Première chanson anticléricale attaquant le pape (sans titre, et sans auteur). Dictionnaire des chansons de la Révolution (1988), Ginette Marty, Georges Marty

Le clergé était une cible habituelle au XVIIIe, mais cette fois, Pie VI en personne est mis en cause. Ce n’est que le début des ennuis pour le 248e pape qui verra passer la Révolution française et la campagne d’Italie de Bonaparte.

« Les notables ont fini
Leurs sacrés brouillamini [embrouillamini].
Mais leur compte est foutu :
Ils s’en retournent la pelle au cul. »1252

Considérations politiques de Messieurs les notables de la halle au pain (1787), chanson. Robespierre : la vérité de la Révolution (1992), Jean Huguet

Pas besoin de traduire au mot à mot : le ton se durcit ! Le peuple a compris et perdu tout espoir : ces Messieurs n’ont rien voulu céder de leurs privilèges et le roi a cédé en renvoyant le populaire ministre Calonne. Dans cette chanson poissarde et naturellement anonyme, la défiance et l’amertume ont déjà un ton révolutionnaire.

« Ces grands États généraux
F’ront-ils du brouet d’andouille ?
Ces messieurs s’ront-ils si sots
Que d’s’en retourner chez eux bredouilles,
Quand par miracle un bon roi
Veut faire l’bien d’si bonne foi ? »1259

Motion des harengères de la halle (1788), chanson.
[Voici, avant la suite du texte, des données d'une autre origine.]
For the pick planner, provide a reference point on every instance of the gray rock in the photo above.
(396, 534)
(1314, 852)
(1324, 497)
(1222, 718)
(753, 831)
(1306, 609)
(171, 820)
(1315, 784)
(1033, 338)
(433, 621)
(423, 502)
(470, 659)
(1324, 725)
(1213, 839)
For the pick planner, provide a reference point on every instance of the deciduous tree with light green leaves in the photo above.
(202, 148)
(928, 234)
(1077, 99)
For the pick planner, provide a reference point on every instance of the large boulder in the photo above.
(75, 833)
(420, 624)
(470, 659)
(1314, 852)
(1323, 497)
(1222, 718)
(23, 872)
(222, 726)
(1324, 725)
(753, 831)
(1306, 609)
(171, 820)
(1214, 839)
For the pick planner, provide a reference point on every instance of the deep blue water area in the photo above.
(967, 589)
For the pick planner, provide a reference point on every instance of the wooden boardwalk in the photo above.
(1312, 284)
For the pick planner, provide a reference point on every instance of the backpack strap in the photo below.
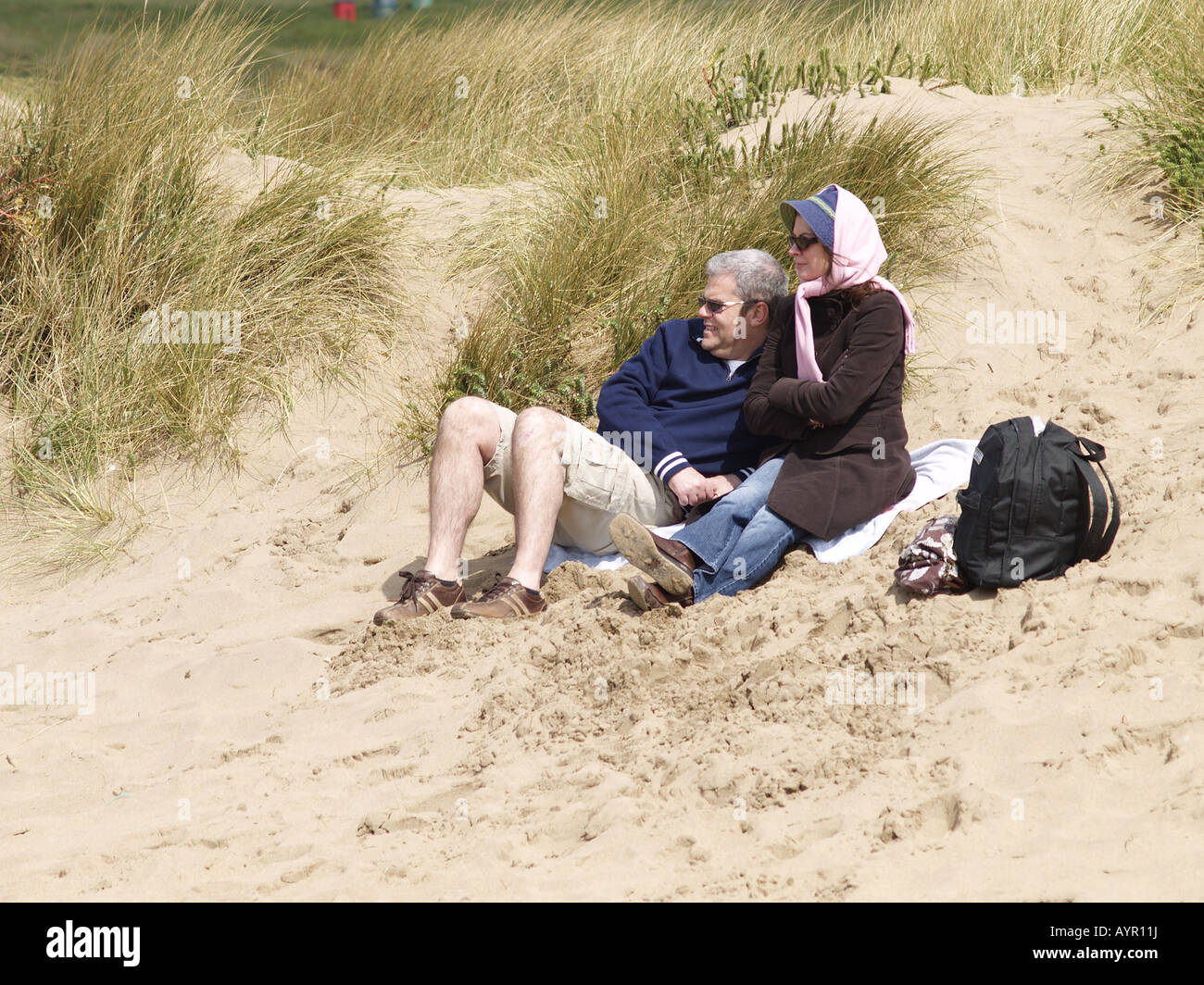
(1097, 540)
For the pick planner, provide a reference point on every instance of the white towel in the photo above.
(940, 468)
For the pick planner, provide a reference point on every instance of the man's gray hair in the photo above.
(759, 276)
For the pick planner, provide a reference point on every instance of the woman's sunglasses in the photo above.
(801, 243)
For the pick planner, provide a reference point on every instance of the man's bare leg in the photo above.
(468, 439)
(538, 491)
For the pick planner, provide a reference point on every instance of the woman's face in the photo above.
(813, 263)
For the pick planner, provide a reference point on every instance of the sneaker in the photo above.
(653, 596)
(506, 600)
(667, 563)
(421, 593)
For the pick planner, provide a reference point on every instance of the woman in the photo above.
(830, 385)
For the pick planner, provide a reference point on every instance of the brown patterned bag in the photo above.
(927, 565)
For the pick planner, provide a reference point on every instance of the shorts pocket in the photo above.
(600, 477)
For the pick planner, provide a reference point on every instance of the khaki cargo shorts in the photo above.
(601, 481)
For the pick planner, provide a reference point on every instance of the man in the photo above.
(670, 437)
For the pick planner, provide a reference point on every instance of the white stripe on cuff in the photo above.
(667, 463)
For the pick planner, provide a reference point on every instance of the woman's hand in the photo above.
(690, 487)
(721, 485)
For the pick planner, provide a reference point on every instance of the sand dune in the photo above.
(252, 739)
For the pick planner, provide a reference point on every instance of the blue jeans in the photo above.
(741, 540)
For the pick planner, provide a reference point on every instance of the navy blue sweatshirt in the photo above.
(673, 405)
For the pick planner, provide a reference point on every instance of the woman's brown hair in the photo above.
(859, 293)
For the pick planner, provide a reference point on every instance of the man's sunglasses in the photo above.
(714, 307)
(801, 243)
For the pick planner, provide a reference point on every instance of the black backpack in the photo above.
(1034, 505)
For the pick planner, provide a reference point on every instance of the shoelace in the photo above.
(410, 584)
(500, 589)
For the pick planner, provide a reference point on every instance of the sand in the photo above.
(254, 739)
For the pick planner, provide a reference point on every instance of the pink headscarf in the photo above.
(858, 243)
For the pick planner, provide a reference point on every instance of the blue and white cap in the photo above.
(818, 211)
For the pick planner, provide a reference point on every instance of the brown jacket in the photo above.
(856, 465)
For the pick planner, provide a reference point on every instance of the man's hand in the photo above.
(691, 487)
(721, 485)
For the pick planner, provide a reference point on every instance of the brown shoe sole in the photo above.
(506, 607)
(636, 543)
(428, 604)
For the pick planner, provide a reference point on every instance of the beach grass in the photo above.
(615, 116)
(143, 308)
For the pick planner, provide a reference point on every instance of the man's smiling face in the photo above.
(725, 331)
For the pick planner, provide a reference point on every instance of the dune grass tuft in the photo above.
(143, 306)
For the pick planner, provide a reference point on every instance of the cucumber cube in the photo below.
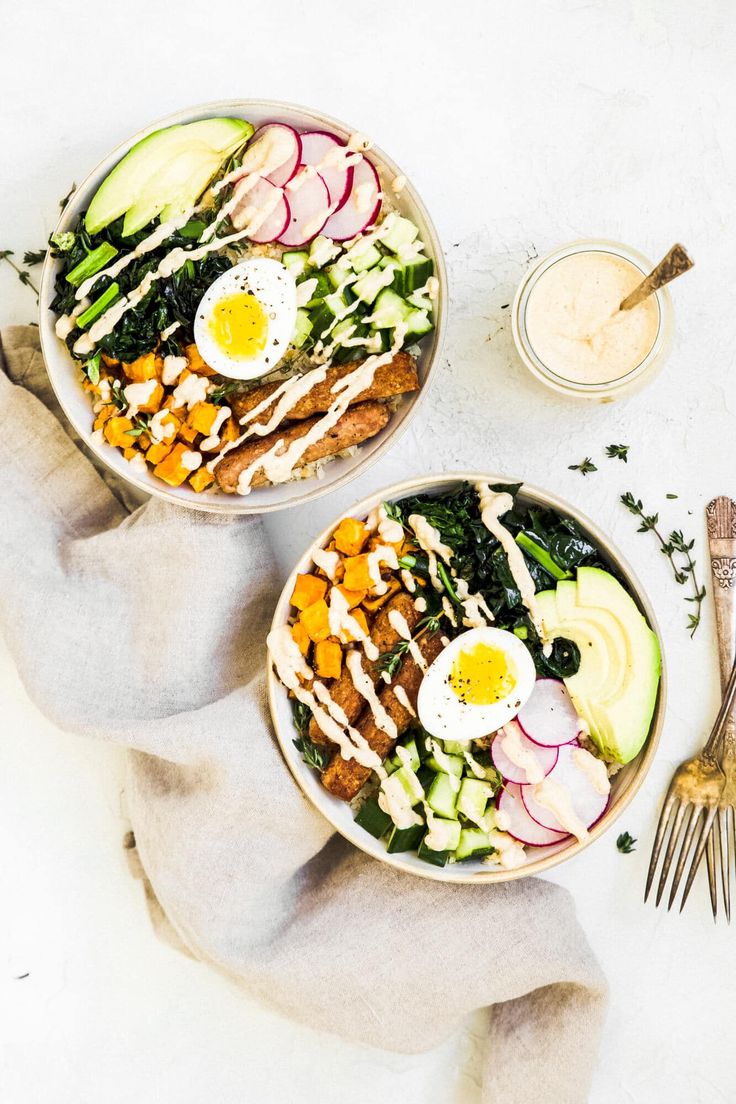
(441, 797)
(473, 844)
(398, 232)
(372, 818)
(405, 839)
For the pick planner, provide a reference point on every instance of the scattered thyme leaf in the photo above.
(675, 545)
(583, 467)
(625, 844)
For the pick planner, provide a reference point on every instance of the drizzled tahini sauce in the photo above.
(492, 506)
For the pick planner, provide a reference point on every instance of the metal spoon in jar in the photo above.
(672, 265)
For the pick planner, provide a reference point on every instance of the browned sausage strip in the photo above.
(345, 777)
(396, 378)
(384, 636)
(356, 424)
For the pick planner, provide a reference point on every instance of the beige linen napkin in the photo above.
(147, 628)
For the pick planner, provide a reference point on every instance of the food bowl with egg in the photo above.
(569, 331)
(465, 678)
(243, 306)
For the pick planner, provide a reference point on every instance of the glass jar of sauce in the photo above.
(568, 328)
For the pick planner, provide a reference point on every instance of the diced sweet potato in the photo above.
(308, 590)
(195, 361)
(158, 450)
(350, 537)
(352, 597)
(301, 636)
(202, 417)
(145, 368)
(201, 479)
(316, 621)
(171, 469)
(116, 432)
(358, 573)
(328, 659)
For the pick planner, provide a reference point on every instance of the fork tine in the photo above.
(684, 850)
(700, 847)
(669, 855)
(725, 869)
(710, 861)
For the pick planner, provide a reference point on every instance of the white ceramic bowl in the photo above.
(625, 784)
(66, 378)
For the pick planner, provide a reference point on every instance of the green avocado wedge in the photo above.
(164, 172)
(615, 688)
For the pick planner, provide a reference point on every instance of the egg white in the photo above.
(275, 288)
(446, 717)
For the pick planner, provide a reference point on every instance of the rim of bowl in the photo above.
(396, 428)
(641, 763)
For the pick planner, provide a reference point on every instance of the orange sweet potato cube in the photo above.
(350, 537)
(308, 590)
(328, 659)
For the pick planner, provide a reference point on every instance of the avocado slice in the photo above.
(615, 688)
(166, 171)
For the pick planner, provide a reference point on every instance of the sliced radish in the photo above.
(548, 717)
(361, 208)
(266, 208)
(274, 151)
(512, 772)
(309, 203)
(328, 155)
(519, 824)
(587, 803)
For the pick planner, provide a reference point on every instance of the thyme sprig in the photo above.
(674, 547)
(583, 467)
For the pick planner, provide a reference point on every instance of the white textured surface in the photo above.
(523, 126)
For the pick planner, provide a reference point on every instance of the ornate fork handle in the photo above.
(721, 520)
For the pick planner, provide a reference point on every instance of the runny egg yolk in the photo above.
(482, 676)
(238, 326)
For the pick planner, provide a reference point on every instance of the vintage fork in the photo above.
(721, 518)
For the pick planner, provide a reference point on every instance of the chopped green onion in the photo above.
(92, 264)
(542, 556)
(98, 306)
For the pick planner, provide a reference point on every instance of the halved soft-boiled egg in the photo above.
(245, 319)
(478, 683)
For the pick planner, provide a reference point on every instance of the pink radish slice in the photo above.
(309, 203)
(361, 208)
(588, 804)
(318, 148)
(518, 823)
(548, 717)
(267, 198)
(284, 145)
(545, 756)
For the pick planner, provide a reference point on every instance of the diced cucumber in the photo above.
(302, 329)
(441, 797)
(398, 232)
(322, 251)
(437, 858)
(450, 764)
(372, 818)
(363, 256)
(473, 797)
(319, 287)
(473, 845)
(418, 322)
(368, 286)
(296, 261)
(405, 839)
(390, 310)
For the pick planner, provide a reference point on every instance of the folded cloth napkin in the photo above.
(145, 625)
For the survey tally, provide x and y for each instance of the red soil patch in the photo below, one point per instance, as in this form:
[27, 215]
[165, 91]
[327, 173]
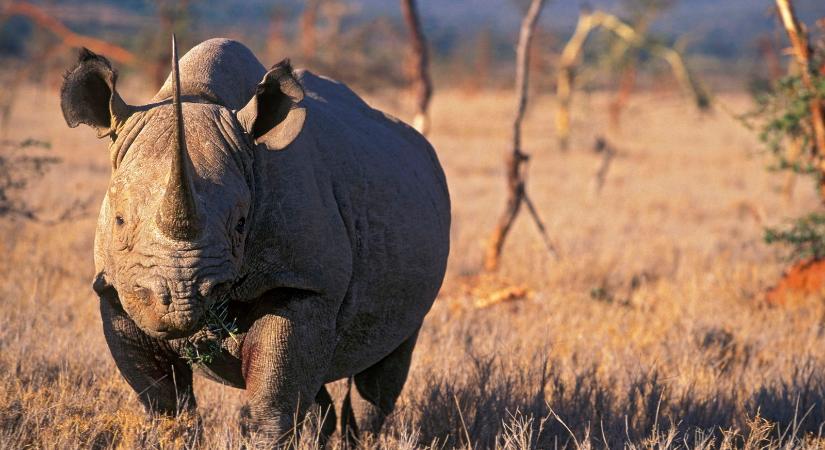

Histoire de France par les chansons (1982), France Vernillat, Pierre Barbier

Saluons au passage le talent chansonnier du peuple – ici, des femmes du peuple, ces Dames de la Halle au franc-parler. Et rappelons la citation d’Eugène Scribe, auteur de théâtre populaire (le plus joué au XIXe siècle pour ses vaudevilles) : « En France et sous nos rois, la chanson fut longtemps la seule opposition possible ; on définissait le gouvernement d’alors comme une monarchie absolue tempérée par des chansons. » (Discours de réception à l’Académie française, 1834).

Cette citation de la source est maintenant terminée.